- Developer: IBM General Products Division (GPD)
- Working state: Discontinued
- Initial release: October 1965; 60 years ago
- Marketing target: IBM mainframe computers
- Available in: English
- Supported platforms: System/360
- License: Proprietary

= BOS/360 =

Early IBM System/360 operating system

Basic Operating System/360 (BOS/360) was an early IBM System/360 operating system.

== Origin ==
BOS was one of four System/360 Operating System versions developed by the IBM General Products Division (GPD) in Endicott, New York to fill a gap at the low end of the System/360 line when it became apparent that OS/360 was not able to run on the smallest systems. BPS (Basic Programming support) was designed to run on systems with a minimum of 8 KB of main storage and no disk. BOS was intended for disk systems with at least 8 KB and one 2311 disk drive. DOS and TOS were developed from BOS for systems with at least 16 KB and either disks (DOS) or tape drives only (TOS).
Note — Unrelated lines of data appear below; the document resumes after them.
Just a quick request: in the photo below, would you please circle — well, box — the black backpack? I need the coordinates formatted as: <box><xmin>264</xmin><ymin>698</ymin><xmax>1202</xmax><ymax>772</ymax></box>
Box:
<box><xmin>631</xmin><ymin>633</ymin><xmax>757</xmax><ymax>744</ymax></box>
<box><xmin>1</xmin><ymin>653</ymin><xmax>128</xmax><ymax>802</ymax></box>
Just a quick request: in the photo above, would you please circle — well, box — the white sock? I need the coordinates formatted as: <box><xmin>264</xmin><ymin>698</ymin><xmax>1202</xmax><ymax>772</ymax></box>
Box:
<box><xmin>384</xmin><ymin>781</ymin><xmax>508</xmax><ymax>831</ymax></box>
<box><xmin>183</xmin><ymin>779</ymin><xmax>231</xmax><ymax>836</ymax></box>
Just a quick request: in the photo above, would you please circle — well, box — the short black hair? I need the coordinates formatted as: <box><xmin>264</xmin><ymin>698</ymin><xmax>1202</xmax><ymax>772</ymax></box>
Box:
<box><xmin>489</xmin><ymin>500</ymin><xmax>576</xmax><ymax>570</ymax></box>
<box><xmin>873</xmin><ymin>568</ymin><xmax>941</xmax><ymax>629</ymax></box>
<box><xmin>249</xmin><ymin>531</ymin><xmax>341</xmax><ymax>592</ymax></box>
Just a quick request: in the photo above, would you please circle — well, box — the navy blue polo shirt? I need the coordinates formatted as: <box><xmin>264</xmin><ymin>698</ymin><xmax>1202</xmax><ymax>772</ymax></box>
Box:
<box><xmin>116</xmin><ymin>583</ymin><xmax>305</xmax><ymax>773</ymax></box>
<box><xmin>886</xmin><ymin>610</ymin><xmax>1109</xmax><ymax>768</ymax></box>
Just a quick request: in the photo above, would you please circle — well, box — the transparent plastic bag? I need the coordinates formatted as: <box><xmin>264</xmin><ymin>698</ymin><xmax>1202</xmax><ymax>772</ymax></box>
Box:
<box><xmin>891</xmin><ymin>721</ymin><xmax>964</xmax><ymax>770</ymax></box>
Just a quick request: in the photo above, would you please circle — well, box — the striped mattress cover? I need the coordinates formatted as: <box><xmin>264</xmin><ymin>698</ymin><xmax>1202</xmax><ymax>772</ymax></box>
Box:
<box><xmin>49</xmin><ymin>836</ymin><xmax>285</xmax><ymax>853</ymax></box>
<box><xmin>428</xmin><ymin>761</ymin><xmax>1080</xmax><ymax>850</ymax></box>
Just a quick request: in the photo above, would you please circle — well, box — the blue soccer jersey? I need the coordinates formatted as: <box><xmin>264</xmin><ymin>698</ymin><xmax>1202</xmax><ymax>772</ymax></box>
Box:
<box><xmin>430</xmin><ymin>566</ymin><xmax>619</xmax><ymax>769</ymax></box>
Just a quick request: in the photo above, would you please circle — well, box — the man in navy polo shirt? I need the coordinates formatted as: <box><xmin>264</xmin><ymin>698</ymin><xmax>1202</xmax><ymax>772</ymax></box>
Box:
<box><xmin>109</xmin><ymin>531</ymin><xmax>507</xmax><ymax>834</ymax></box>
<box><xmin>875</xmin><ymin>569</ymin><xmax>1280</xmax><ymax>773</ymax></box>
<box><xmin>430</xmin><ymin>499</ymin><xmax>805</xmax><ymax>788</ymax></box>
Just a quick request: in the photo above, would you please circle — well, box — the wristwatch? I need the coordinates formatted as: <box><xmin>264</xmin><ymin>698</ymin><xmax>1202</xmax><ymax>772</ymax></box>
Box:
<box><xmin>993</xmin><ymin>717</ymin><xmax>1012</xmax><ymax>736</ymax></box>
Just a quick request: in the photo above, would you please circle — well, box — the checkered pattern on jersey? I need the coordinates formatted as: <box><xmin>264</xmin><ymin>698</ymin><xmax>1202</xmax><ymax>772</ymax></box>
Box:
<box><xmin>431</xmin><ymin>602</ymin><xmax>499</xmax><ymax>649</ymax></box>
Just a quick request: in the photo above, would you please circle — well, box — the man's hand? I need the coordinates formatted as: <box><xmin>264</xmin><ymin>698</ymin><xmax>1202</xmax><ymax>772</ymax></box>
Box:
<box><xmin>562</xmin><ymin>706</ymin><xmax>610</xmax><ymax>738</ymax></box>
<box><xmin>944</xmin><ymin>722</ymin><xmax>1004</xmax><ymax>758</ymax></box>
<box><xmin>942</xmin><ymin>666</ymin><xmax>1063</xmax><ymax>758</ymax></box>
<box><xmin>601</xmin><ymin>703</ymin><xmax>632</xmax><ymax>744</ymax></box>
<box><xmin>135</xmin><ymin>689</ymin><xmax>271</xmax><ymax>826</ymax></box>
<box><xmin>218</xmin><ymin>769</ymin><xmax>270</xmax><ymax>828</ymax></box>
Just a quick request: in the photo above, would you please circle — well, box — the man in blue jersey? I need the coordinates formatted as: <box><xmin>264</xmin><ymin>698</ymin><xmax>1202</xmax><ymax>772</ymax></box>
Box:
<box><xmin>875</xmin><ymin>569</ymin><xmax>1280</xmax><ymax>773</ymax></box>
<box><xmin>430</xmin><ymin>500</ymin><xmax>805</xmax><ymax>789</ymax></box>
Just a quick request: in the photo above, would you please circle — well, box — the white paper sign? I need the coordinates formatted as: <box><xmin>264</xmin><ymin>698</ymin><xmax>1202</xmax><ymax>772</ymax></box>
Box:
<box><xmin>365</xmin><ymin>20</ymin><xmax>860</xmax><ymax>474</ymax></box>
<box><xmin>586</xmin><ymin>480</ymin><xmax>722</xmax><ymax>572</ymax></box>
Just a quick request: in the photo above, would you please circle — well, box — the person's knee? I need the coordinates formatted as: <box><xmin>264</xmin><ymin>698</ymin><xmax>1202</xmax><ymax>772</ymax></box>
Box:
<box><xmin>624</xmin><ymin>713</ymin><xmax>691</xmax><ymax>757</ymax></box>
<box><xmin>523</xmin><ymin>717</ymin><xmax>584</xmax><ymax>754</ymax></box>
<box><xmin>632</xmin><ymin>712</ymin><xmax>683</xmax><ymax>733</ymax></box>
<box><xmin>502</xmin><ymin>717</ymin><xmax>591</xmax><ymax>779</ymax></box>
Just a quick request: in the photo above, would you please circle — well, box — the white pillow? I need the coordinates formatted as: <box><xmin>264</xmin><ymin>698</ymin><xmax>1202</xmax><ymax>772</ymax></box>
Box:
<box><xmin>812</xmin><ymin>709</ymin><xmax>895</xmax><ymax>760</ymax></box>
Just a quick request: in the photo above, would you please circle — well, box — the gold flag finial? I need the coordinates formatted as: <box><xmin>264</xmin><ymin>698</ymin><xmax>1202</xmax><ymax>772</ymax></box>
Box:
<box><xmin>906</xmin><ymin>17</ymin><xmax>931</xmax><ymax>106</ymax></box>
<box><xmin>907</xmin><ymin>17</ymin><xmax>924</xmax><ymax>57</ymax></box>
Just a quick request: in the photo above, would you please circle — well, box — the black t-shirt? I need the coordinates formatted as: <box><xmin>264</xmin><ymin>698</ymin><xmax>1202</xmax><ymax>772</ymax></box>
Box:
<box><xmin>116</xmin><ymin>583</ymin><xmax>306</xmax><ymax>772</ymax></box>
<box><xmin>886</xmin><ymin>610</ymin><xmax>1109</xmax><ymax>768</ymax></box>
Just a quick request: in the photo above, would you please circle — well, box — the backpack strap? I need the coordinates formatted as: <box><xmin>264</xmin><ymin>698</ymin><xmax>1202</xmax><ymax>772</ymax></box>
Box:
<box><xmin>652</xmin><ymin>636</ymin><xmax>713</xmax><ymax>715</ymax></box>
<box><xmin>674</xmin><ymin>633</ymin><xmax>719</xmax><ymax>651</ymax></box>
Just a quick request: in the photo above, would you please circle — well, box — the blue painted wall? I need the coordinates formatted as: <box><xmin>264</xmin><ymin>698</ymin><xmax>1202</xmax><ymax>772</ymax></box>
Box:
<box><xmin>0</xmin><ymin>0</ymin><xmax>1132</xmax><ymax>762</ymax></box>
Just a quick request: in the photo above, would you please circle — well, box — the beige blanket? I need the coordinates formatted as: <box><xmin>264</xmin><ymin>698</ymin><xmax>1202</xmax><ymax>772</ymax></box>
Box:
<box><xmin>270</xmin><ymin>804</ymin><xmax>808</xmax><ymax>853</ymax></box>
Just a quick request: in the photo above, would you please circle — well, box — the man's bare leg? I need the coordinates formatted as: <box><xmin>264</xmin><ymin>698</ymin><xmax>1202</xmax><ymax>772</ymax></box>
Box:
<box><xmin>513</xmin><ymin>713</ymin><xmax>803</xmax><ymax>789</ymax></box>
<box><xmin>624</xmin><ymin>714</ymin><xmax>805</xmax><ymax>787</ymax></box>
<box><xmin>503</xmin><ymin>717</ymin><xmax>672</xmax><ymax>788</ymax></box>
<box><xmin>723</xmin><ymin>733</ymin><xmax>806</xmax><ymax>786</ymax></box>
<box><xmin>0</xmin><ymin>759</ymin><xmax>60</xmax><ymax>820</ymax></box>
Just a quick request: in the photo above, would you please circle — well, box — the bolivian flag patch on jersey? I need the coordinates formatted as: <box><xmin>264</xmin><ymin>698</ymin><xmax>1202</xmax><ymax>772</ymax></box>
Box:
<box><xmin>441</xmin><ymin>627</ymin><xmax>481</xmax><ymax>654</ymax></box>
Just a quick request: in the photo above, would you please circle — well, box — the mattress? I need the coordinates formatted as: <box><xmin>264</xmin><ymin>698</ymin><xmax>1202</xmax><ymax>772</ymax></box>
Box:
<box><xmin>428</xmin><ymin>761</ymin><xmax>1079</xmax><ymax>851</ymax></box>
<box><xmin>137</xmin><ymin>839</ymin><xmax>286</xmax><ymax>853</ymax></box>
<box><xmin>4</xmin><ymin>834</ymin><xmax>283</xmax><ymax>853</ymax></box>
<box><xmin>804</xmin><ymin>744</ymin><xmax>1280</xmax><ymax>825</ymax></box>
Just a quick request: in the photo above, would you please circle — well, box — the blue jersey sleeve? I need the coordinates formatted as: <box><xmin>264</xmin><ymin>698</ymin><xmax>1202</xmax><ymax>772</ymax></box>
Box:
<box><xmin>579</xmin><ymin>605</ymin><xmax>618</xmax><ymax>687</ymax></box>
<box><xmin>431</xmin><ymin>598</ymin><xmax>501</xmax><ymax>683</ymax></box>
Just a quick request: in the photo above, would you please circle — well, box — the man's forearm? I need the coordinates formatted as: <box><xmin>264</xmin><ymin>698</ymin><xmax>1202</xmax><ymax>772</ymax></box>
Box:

BOS was released in October 1965, nearly two years before OS/360, thus BOS was the only disk based operating system available at launch for a machine that was marketed as disk based.

== Components ==
BOS consisted of the following components:
- Control programs:
  - The supervisor.
  - Job control capable of running jobs sequentially from the card reader.
  - The IPL loader.
- System Service Programs:
  - The Linkage Editor.
  - The Librarian, supporting a core-image library, and optionally a macro library and a relocatable library.
  - The "Load System Program," a sysgen program to build a disk-resident BOS system from cards.
- IBM-supplied processing programs which could be installed with BOS:
  - Language translators, an Assembler and an RPG compiler. Compilers for FORTRAN IV and COBOL were added later.
  - Autotest, a debugging aid.
  - Sort/Merge.
  - Utility programs for file-to-file copy between devices and formats.
  - Remote Job Entry allowing the BOS system to submit jobs to a remote System/360 and receive output.
- Data Management, consisting of supervisor support for Physical IOCS, and macros for Logical IOCS which could be incorporated into the user's processing programs.

== IBM 1070 Process Communication Supervisor ==
The IBM 1070 Process Communication Supervisor was a dedicated process control system that ran as an extension under BOS "Relying on the BOS supervisor to handle ordinary physical and logical I/O operations (i. e., for cards, disk, etc.), the PC supervisor is specialized to the process control aspects of the user's program."